As a consequence the partial sums only consists of two terms of ${\displaystyle (a_{n})}$ after cancellation.^[2][3] The cancellation technique, with part of each term cancelling with part of the next term, is known as the method of differences.

For example, the series

${\displaystyle \sum _{n=1}^{\infty }{\frac {1}{n(n+1)))}$

(the series of reciprocals of pronic numbers) simplifies as

${\displaystyle {\begin{aligned}\sum _{n=1}^{\infty }{\frac {1}{n(n+1)))&{}=\sum _{n=1}^{\infty }\left({\frac {1}{n))-{\frac {1}{n+1))\right)\\{}&{}=\lim _{N\to \infty }\sum _{n=1}^{N}\left({\frac {1}{n))-{\frac {1}{n+1))\right)\\{}&{}=\lim _{N\to \infty }\left\lbrack {\left(1-{\frac {1}{2))\right)+\left({\frac {1}{2))-{\frac {1}{3))\right)+\cdots +\left({\frac {1}{N))-{\frac {1}{N+1))\right)}\right\rbrack \\{}&{}=\lim _{N\to \infty }\left\lbrack {1+\left(-{\frac {1}{2))+{\frac {1}{2))\right)+\left(-{\frac {1}{3))+{\frac {1}{3))\right)+\cdots +\left(-{\frac {1}{N))+{\frac {1}{N))\right)-{\frac {1}{N+1))}\right\rbrack \\{}&{}=\lim _{N\to \infty }\left\lbrack {1-{\frac {1}{N+1))}\right\rbrack =1.\end{aligned))}$

An early statement of the formula for the sum or partial sums of a telescoping series can be found in a 1644 work by Evangelista Torricelli, De dimensione parabolae.^[4]

In general

Telescoping sums are finite sums in which pairs of consecutive terms cancel each other, leaving only the initial and final terms.^[5]

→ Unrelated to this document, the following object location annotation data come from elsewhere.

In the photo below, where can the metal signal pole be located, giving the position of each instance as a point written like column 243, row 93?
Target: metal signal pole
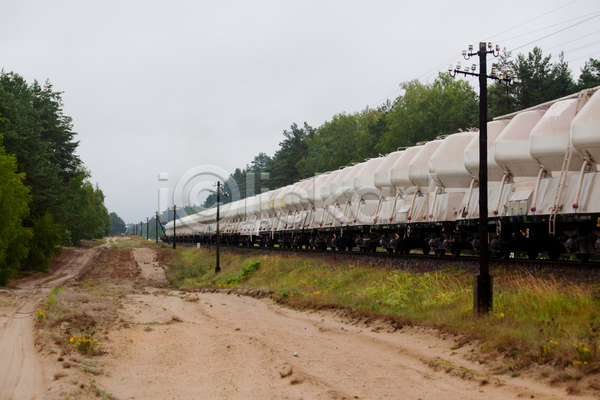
column 483, row 283
column 218, row 266
column 174, row 226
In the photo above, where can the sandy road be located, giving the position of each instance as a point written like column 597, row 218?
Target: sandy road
column 175, row 345
column 217, row 346
column 21, row 372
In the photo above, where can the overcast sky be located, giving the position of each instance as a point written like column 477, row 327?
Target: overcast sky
column 165, row 86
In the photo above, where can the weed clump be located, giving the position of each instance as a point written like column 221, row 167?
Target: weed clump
column 85, row 344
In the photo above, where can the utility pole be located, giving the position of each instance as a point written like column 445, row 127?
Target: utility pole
column 174, row 226
column 483, row 284
column 218, row 266
column 219, row 184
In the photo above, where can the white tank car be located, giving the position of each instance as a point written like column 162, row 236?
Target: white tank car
column 543, row 186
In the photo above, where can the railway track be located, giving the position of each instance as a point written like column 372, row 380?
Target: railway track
column 465, row 264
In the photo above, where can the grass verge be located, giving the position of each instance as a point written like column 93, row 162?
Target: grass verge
column 535, row 321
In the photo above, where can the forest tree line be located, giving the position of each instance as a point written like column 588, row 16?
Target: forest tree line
column 46, row 198
column 423, row 112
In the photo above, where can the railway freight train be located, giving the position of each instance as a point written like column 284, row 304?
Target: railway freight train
column 543, row 194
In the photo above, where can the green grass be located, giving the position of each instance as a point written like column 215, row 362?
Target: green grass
column 53, row 293
column 533, row 320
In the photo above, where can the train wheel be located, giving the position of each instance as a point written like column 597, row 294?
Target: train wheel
column 582, row 257
column 456, row 251
column 553, row 253
column 426, row 249
column 532, row 254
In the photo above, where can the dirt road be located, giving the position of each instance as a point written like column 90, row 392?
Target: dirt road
column 174, row 345
column 21, row 372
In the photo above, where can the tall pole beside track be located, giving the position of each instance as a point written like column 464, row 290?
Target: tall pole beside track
column 174, row 226
column 483, row 283
column 218, row 266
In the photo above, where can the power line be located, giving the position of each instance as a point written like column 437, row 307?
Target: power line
column 589, row 55
column 549, row 26
column 539, row 16
column 581, row 37
column 554, row 33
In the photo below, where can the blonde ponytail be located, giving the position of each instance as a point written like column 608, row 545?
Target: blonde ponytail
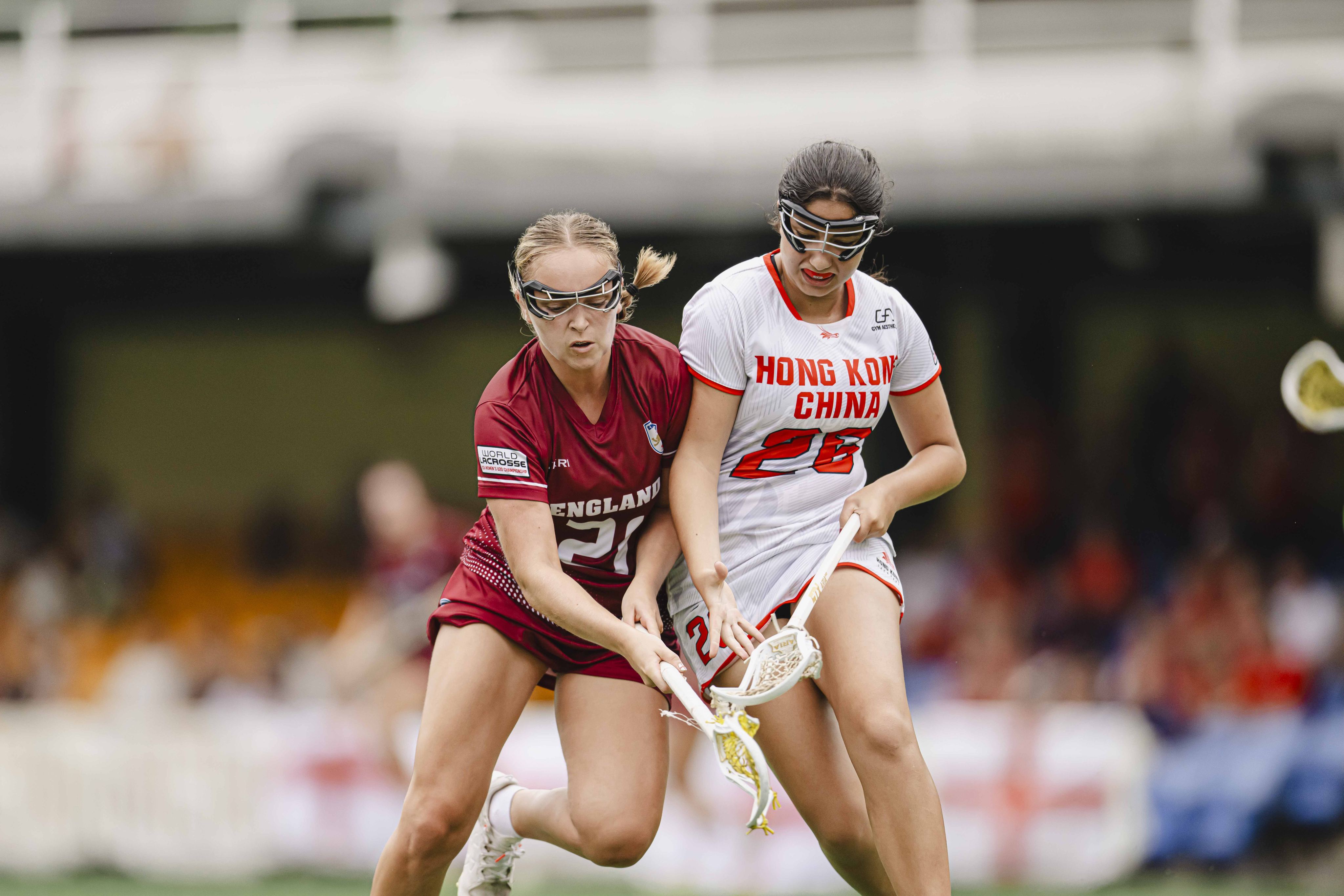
column 574, row 229
column 651, row 268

Let ${\displaystyle a_{n))$ be a sequence of numbers. Then,

${\displaystyle \sum _{n=1}^{N}\left(a_{n}-a_{n-1}\right)=a_{N}-a_{0))$

If ${\displaystyle a_{n}\rightarrow 0}$

${\displaystyle \sum _{n=1}^{\infty }\left(a_{n}-a_{n-1}\right)=-a_{0))$

Telescoping products are finite products in which consecutive terms cancel denominator with numerator, leaving only the initial and final terms.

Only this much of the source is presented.